Hm, "beliebt" sind meine Kinder nicht, weil sie schlau sind - obwohl mein Sohn gleichzeitig recht bescheiden ist und zwar weiß, was er kann, aber nicht lauthals damit hausieren geht. Ich würde sagen, sie sind beliebt (meine Tochter etwas mehr als mein Sohn, einfach, weil sie etwas lebendiger und extrovertierter ist), weil sie so sind, wie sie sind und dazu stehen. Bei meinem Sohn war es eine Zeit lang so, dass er - wieder verunsichert durch eine inkompetente Lehrerin - Zweifel daran hatte, ob er so, wie er ist, mit seinem Rechentalent und seiner Schusseligkeit, denn "richtig" wäre. Bei seinen Klassenkameraden war er damit immer akzeptiert, aber er hatte in der ersten und zweiten Klasse eine Mathe-Kuh, die ihm weismachen wolle, man könne nicht bis in den negativen Zahlenraum subtrahieren, was mein Sohn selbständig entdeckt hatte. So was verunsichert Kinder natürlich, aber das war wieder nicht die "Institution" Schule oder das Bildungssystem an sich, sondern eine einzelne Person, die Probleme mit sich selbst und der Arbeit mit Kindern hatte.

"Ich bin vielleicht ein Spinner....;-)
Aber ich spinne gerne! Ein Glück vielleicht, dass ich meine Spinnereien nicht umsetzen darf...;-) Naja, für Dich zumindest...."

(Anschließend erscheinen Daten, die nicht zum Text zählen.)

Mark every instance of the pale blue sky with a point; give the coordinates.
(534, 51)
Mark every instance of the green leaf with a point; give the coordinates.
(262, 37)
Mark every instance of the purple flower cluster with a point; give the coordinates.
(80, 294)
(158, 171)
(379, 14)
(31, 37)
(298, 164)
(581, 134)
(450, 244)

Sei doch nicht immer gleich beleidigt, ich habe dich nicht als "Spinnerin" abgetan. Du bist immer gleich so melodramatisch. Ich finde es auch GUT, sich mit diesen Themen auseinanderzusetzen, aber ich mag mich trotzdem nicht an die Argumentationen eines Films anhängen, der mir zu undifferenziert erscheint, nur weil das ein renommierter und bekannter Filmemacher publiziert hat. Ich erlaube mir nämlich auch mein Recht auf meine eigene Meinung, genau wie du natürlich deine haben darfst. Ich habe mich vorher und auch in diesem Thread ein paar Mal gefragt, warum wir wohl so aneinander vorbei reden. a) Hängt es sicher damit zusammen, dass ich fast 10 Jahre älter bin als du und meine Kinder älter sind - da verschiebt sich die Wahrnehmung und die Perspektive doch noch mal deutlich, und ich bin erheblich entspannter geworden, seit ich sehe, dass aus meinen Kindern offenkundg doch "was geworden ist", auch wenn ich immer sehr viele Zweifel und Selbstzweifel hatte. Und b) hängt es wohl auch damit zusammen, dass meine Ehrfurcht vor "Koryphäen", insbesondere solchen, die in den Massenmedien publizieren, sichtlich geschwunden ist, seit ich ein paar solcher Leute persönlich kenne und weiß, dass sie eben auch nur mit Wasser kochen und eine sehr begrenzte "Datenlage" haben, wie mein Mann das ausdrücken würde. Deshalb entscheide ich inzwischen selbst ganz gern, welcher "Ideologie" ich hinterherlaufen mag und welche für mich nur nach "wieder die gleiche Sau durchs Dorf getrieben wie schon unter Rousseau, nur diesmal im neuen Gewand" aussieht.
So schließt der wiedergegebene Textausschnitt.